As letras simples e entusiasmadas do álbum manifestam uma fé como de uma criança, que é refrescante e direta e que deseja ser compartilhada com o mundo. É como o entusiasmo do mendigo coxo em Atos 3 que, ao ser curado, estava “andando, saltando e louvando a Deus” (v. 8).
Esteja em oração, não cético
Antecipando críticas de céticos, especialmente na igreja, Kanye fez o rap “Hands On”: “Disseram-me que eu deveria fazer um álbum Gospel / ‘O que você tem ouvido dos cristãos’? / Eles serão os primeiros a me julgar, vão fazer parecer que ninguém me ama”.
De fato, muitos cristãos são rápidos em ser céticos sobre reivindicações de conversões extraordinárias. No entanto, as Escrituras – e a história cristã – estão repletas de histórias daqueles que viveram vidas de ódio a Deus (os possuídos por demônios, os fariseus, o apóstolo Paulo e assim por diante) e ainda assim, foram totalmente transformados em proclamadores exuberantes da graça do evangelho.
Em vez de olhar para Kanye como uma fraude, podemos optar por vê-lo como o cobrador de impostos? E podemos, como igreja, dar a Kanye o que ele pede: não me vomite, coloque suas mãos sobre mim / por favor, por favor, ore por mim.
Lições para a Igreja
O que os crentes podem aprender com o curioso caso de Kanye? Mesmo que não devamos exaltar o significado de sua história ou reivindicá-lo como algum tipo de nova celebridade evangélica, podemos refletir proveitosamente sobre o que a conversão de Kanye diz sobre como as almas “adormecidas” chegam a Cristo em nossa era secular.

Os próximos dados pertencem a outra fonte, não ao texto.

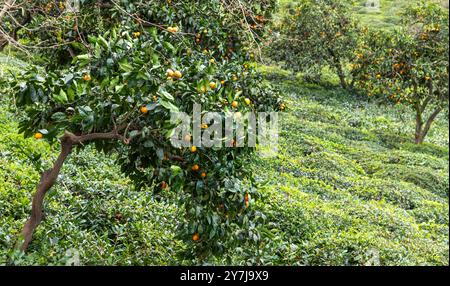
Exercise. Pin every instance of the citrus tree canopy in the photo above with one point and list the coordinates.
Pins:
(112, 72)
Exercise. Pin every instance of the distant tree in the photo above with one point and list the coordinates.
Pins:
(410, 65)
(315, 34)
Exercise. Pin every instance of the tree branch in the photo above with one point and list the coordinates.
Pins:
(49, 177)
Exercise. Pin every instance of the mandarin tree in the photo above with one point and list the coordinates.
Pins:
(410, 65)
(315, 34)
(115, 82)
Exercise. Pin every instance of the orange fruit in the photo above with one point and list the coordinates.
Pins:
(170, 73)
(38, 135)
(144, 110)
(177, 74)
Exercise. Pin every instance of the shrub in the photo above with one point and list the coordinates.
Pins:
(410, 65)
(115, 82)
(318, 34)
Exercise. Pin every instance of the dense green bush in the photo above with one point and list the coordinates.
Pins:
(122, 77)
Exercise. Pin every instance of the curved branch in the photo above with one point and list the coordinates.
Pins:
(49, 177)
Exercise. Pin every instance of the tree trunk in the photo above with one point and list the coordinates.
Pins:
(422, 128)
(49, 177)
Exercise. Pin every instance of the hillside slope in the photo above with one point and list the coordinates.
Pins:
(348, 187)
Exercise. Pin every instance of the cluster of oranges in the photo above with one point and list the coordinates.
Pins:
(38, 135)
(87, 77)
(173, 29)
(196, 168)
(171, 74)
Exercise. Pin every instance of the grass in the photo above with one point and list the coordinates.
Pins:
(348, 187)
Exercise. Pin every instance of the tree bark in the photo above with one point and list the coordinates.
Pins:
(49, 177)
(422, 128)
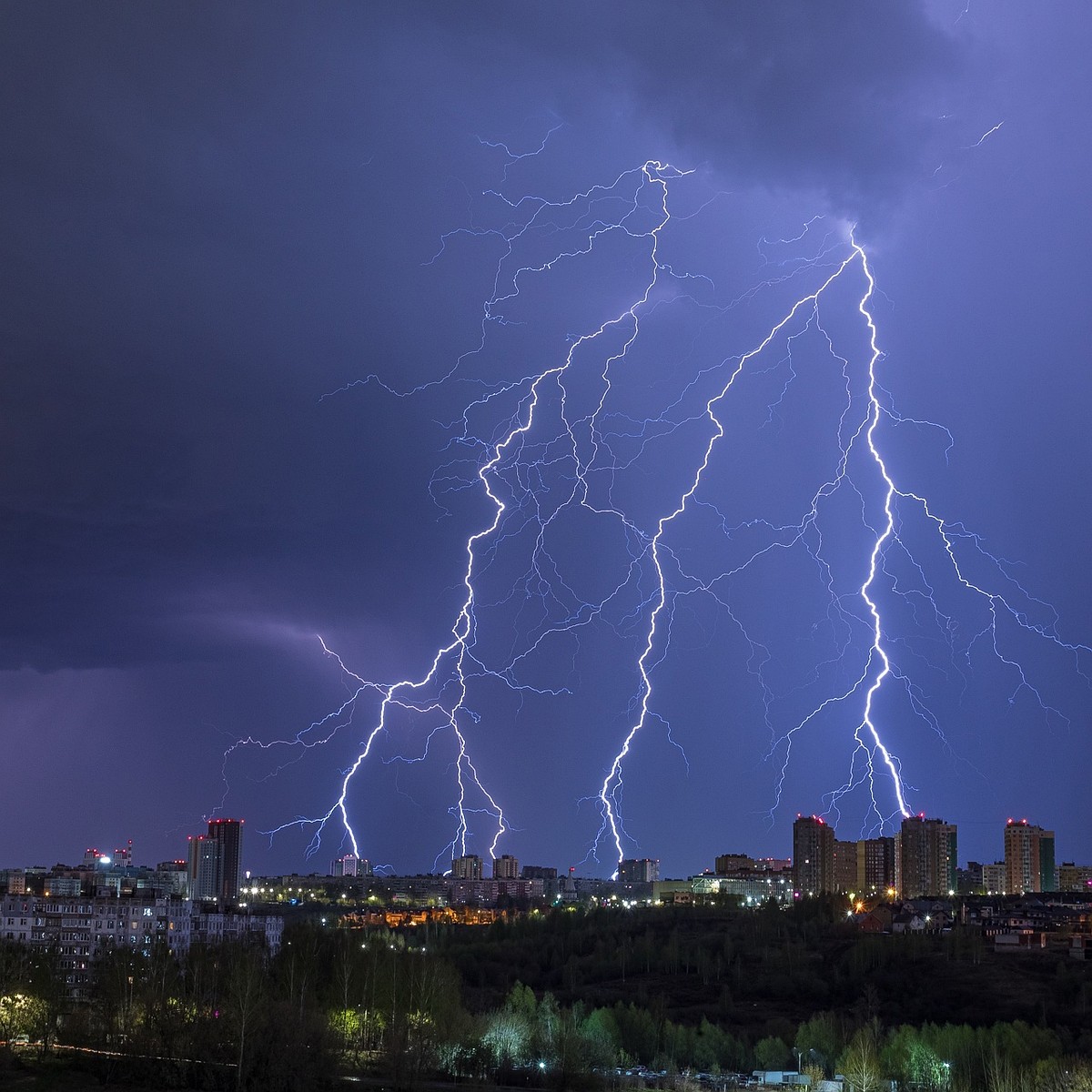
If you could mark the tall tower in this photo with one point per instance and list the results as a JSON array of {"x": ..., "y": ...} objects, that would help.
[
  {"x": 813, "y": 855},
  {"x": 203, "y": 867},
  {"x": 927, "y": 857},
  {"x": 468, "y": 867},
  {"x": 639, "y": 871},
  {"x": 506, "y": 867},
  {"x": 1029, "y": 858},
  {"x": 228, "y": 834}
]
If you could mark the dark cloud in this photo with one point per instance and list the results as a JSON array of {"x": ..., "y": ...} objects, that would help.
[{"x": 214, "y": 216}]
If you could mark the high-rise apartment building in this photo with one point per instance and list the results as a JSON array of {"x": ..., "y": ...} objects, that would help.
[
  {"x": 202, "y": 867},
  {"x": 468, "y": 867},
  {"x": 994, "y": 879},
  {"x": 1029, "y": 858},
  {"x": 729, "y": 864},
  {"x": 506, "y": 867},
  {"x": 845, "y": 866},
  {"x": 214, "y": 862},
  {"x": 349, "y": 865},
  {"x": 927, "y": 858},
  {"x": 639, "y": 871},
  {"x": 876, "y": 865},
  {"x": 1074, "y": 877},
  {"x": 813, "y": 855},
  {"x": 228, "y": 834}
]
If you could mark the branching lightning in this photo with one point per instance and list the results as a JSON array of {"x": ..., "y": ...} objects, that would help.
[{"x": 561, "y": 438}]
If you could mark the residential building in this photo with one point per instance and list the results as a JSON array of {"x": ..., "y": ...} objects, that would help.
[
  {"x": 1075, "y": 877},
  {"x": 468, "y": 867},
  {"x": 506, "y": 867},
  {"x": 1029, "y": 857},
  {"x": 813, "y": 855},
  {"x": 927, "y": 857},
  {"x": 845, "y": 866},
  {"x": 639, "y": 871}
]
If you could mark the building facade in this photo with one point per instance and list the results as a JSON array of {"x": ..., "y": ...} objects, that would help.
[
  {"x": 506, "y": 867},
  {"x": 1029, "y": 858},
  {"x": 813, "y": 855},
  {"x": 927, "y": 857},
  {"x": 639, "y": 871},
  {"x": 468, "y": 867}
]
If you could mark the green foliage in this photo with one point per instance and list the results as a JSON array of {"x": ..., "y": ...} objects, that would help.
[{"x": 771, "y": 1053}]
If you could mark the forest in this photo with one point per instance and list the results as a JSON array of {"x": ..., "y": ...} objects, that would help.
[{"x": 662, "y": 996}]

Podemos refletir sobre como os gatilhos da tristeza e da família desempenham seu papel em agitar a existência amortecida de alguém. Como a igreja pode estar pronta para as pessoas nesses tempos, oferecendo esperança em Cristo e uma comunidade de apoio? Também podemos refletir sobre como pregamos a dádiva do evangelho que liberta do fardo de um mundo onde as pessoas estão sobrecarregadas e exauridas por várias pressões cruzadas: realizar, ser aceito, tornarem-se deuses de sua própria autoria, definirmos (e constantemente redefinimos) a nós mesmos de maneiras expressivas e inovadoras.
Kanye não pode suportar esse peso esmagador. Nenhum ser humano pode.
Ou melhor, apenas um humano pode – e ele já suportou o peso em nosso favor, a ponto de morrer. É por isso que declaramos louvores, ao lado de Kanye, na última faixa “Jesus é o Senhor”, que a verdadeira liberdade venha ao retiramos nossa coroa, abandonarmos nosso trono e prestarmos homenagem ao único monarca por direito: todo joelho deve se dobrar, toda língua deve confessar: Jesus é o Senhor.